The word rendered unstable in the KJV is variously translated in other versions. Some of the equivalents used are: turbulent (NIV & HCSB), unruly (NLT), uncontrollable (CEV), went astray (Lamsa) and poured out (DRB). The Hebrew word has several possible meanings; according to Brown-Driver-Briggs they are wanton, reckless and frothy. BDAG aslo says it can mean “brimming over with passion.” Unfortunately, without supporting evidence it is difficult to say why Israel thought this way about his firstborn. Our only evidence is the next statement that Reuben defiled his father’s bed by having relations with Jacob’s concubine, Bilhah (Gen 35:22). We read in 1 Chronicles 51 that Reuben lost his birthright because of his relations with Bilhah. We are also told there that Joseph received the birthright.

It seems from Genesis 37:20-22 that Reuben was fairly levelheaded when he saved Joseph’s life. However, we find out from Gen 37:29-30, that Reuben was only looking after his own interests, for being firstborn, Jacob would hold him responsible for Joseph’s disappearance.

We must also look at the word rendered water in the KJV. Several other translations render it flood (e.g. NLT, CEV, GNB). From the context of “unstable as water,” we can infer that the Jacob meant moving water, which is unstable. When a glass of water is spilled, it is unclear the exact direction or directions the spilled water might take. In the event of a flood, the waters spill over onto normally dry ground in an often unpredictable way.

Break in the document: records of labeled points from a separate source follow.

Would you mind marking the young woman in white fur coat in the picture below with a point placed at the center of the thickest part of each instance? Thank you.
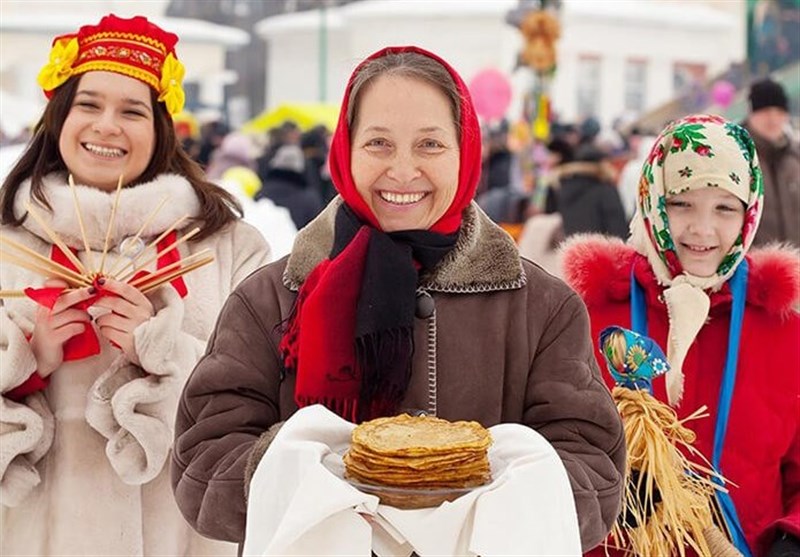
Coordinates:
(85, 426)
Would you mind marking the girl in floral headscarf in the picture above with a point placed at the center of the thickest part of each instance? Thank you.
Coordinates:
(726, 317)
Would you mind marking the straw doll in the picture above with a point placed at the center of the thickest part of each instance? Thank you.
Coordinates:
(117, 255)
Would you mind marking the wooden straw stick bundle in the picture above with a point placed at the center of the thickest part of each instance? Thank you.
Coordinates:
(23, 256)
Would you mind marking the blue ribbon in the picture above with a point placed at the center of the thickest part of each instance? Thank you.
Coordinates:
(738, 286)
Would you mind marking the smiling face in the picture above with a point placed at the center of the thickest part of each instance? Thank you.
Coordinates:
(704, 224)
(405, 152)
(109, 130)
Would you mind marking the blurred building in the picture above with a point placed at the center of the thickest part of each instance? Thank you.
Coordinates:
(27, 29)
(614, 57)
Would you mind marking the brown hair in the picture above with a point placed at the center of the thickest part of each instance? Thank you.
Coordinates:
(42, 157)
(405, 64)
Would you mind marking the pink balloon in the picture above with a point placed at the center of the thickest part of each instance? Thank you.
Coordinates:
(491, 93)
(722, 93)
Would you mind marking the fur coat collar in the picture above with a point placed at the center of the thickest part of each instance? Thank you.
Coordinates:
(136, 204)
(485, 258)
(599, 269)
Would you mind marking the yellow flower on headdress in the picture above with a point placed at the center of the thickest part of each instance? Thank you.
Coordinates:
(171, 84)
(59, 68)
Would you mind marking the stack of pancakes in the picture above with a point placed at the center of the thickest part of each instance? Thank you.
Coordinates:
(421, 452)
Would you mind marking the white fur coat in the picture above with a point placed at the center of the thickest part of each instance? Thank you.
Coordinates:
(82, 463)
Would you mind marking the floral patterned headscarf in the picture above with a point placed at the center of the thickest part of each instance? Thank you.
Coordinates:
(694, 152)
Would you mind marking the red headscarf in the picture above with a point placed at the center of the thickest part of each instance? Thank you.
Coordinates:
(469, 169)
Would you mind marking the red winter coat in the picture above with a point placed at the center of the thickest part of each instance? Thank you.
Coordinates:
(761, 454)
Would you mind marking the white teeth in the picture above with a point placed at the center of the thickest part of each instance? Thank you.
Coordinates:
(104, 151)
(401, 198)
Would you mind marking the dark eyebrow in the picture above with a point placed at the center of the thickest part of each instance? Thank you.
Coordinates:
(126, 100)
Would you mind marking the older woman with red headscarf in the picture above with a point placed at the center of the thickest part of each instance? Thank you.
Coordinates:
(400, 295)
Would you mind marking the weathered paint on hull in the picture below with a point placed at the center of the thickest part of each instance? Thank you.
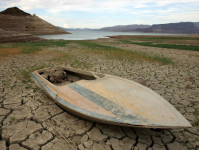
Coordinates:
(113, 100)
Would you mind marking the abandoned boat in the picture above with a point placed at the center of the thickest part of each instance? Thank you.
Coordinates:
(107, 99)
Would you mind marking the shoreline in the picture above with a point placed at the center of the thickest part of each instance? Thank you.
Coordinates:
(28, 115)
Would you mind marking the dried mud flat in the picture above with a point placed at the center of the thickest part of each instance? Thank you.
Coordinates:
(30, 120)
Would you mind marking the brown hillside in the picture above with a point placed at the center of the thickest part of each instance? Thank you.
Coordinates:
(12, 36)
(14, 11)
(14, 19)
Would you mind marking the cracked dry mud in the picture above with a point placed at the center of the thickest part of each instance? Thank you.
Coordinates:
(30, 120)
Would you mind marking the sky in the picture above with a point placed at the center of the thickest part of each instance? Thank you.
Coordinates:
(104, 13)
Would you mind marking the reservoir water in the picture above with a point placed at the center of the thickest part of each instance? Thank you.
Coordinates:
(89, 35)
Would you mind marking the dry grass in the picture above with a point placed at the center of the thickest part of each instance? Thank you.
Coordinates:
(9, 51)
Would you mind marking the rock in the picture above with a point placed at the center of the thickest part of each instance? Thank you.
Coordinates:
(114, 131)
(191, 79)
(2, 145)
(58, 79)
(88, 144)
(81, 147)
(4, 112)
(16, 147)
(146, 139)
(157, 140)
(166, 138)
(84, 138)
(77, 139)
(141, 81)
(176, 146)
(187, 86)
(96, 135)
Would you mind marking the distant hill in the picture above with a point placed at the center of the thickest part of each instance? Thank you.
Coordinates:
(180, 28)
(118, 28)
(12, 36)
(124, 28)
(14, 19)
(78, 29)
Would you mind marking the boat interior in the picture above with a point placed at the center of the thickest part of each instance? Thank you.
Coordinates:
(61, 76)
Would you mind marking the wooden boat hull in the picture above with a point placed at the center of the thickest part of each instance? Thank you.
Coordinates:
(113, 100)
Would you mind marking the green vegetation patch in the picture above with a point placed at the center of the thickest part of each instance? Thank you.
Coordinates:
(124, 54)
(171, 46)
(32, 47)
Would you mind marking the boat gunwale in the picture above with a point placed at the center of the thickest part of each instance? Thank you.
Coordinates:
(101, 120)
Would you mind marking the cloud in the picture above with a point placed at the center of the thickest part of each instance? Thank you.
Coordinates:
(189, 16)
(65, 25)
(54, 6)
(91, 13)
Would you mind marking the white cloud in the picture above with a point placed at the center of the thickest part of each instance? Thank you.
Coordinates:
(189, 16)
(65, 25)
(55, 6)
(67, 13)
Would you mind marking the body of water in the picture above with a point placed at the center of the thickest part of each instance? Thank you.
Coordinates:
(89, 35)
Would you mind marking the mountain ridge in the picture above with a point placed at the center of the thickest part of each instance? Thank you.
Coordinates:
(14, 19)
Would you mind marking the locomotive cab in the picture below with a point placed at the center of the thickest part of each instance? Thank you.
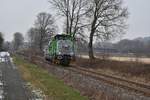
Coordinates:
(61, 49)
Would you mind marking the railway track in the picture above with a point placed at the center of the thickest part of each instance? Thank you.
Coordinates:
(136, 87)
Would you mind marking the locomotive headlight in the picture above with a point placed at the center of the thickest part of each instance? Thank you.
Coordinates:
(71, 53)
(59, 53)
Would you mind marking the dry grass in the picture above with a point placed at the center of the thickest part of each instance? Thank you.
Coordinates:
(126, 69)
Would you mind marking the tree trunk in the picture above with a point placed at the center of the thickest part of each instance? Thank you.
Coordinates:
(91, 54)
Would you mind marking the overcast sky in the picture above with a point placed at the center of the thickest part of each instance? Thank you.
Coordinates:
(19, 16)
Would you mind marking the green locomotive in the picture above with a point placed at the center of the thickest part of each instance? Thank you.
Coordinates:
(60, 50)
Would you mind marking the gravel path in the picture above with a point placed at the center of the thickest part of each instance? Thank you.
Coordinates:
(12, 85)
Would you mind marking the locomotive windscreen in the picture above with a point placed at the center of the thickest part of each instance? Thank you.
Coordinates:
(65, 47)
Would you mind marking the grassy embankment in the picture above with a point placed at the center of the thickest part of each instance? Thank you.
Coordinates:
(54, 88)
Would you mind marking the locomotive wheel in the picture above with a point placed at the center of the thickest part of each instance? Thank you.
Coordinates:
(65, 62)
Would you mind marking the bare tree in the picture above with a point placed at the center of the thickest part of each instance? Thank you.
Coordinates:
(74, 13)
(107, 19)
(1, 41)
(44, 29)
(33, 38)
(18, 40)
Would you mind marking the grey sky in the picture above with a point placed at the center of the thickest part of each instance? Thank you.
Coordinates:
(19, 16)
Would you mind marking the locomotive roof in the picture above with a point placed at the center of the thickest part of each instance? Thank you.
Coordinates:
(58, 36)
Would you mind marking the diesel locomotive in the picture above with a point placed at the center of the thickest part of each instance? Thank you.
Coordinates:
(60, 49)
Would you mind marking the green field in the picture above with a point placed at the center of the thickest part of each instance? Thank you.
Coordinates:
(54, 88)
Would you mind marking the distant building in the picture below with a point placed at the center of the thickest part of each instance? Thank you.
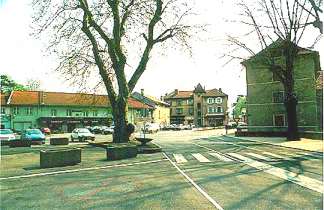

In addition, we should also look at the phrase, “thou shalt not excel.” The ESV and NRSB say, “you shall not have preeminence;” NLT—”you will be first no longer;” YLT—”thou art not abundant;” New Jerusalem Bible—”you will not be foremost.” Considering the history of the tribe of Reuben, it never excelled. It was not as large as other tribes when numbered with the tribes that left Egypt. Additionally, his tribe was assigned land east of Jordan where they were less protected from their enemies. Most importantly, Reuben was no longer Israel’s firstborn. Taking these things into consideration, we can observe that Reuben lost his birthright to Joseph and because of this his tribe never excelled; it was not one of the foremost tribes of Israel. In fact the first tribe taken captive by the Assyrians was Reuben.

In summation, it would appear that Reuben was as unstable as flowing water, in that he could not be depended on by his father. Was that because of the incestuous relationship with Jacob’s concubine? Possibly. After that Jacob may not have been able to see him as anything but impetuous. Consequently, Reuben and his tribe would never live up to their potential due to Reuben’s lack of self control, and his loss of the birthright because of his sin with Bilhah.

Gen 49:5  Simeon and Levi are brethren; instruments of cruelty are in their habitations.

Simeon and Levi made a covenant with the men of Shechem that if they would all be circumcised then their sister Dinah could marry Shechem. It was a dishonest move on Simeon and Levi for the covenant was a subterfuge. After the men were circumcised and their wounds were still painful, Simeon and Levi took swords and killed every adult male in the town. Jacob was furious with them because they ruined his reputation and standing among his neighbors the Canaanites and Perizzites who were the most numerous and powerful peoples in the area. Jacob feared their reprisals. Read the Story in Genesis Chapter 34.

Gen 49:6  O my soul, come not thou into their secret; unto their assembly, mine honour, be not thou united: for in their anger they slew a man, and in their selfwill they digged down a wall.

Jacob had not been a party to their plans else he would have squelched them; nor did he ever want to be a part of their plans. It was not honorable and Jacob wanted no part of such dishonor. In their anger they killed a man, actually many men. The phrase “they digged down a wall” is not really descriptive of what they did. At least in our modern English it is not descriptive. Perhaps in King James’ era, this meant to hamstring animals or possibly to assassinate a leader. The Hebrew literally means to hamstring a bullock. I suppose metaphorically hamstringing a bullock could allude to killing a leader. That is how both Young’s literal Translation and the Concordant Literal Translation render the phrase. YLT says they eradicated a prince and the CLV says they felled a chief. This obviously refers to Hamor, Shechem’s father who was a local leader. Of course, Shechem himself may have been in view for he was next in line to be a leader.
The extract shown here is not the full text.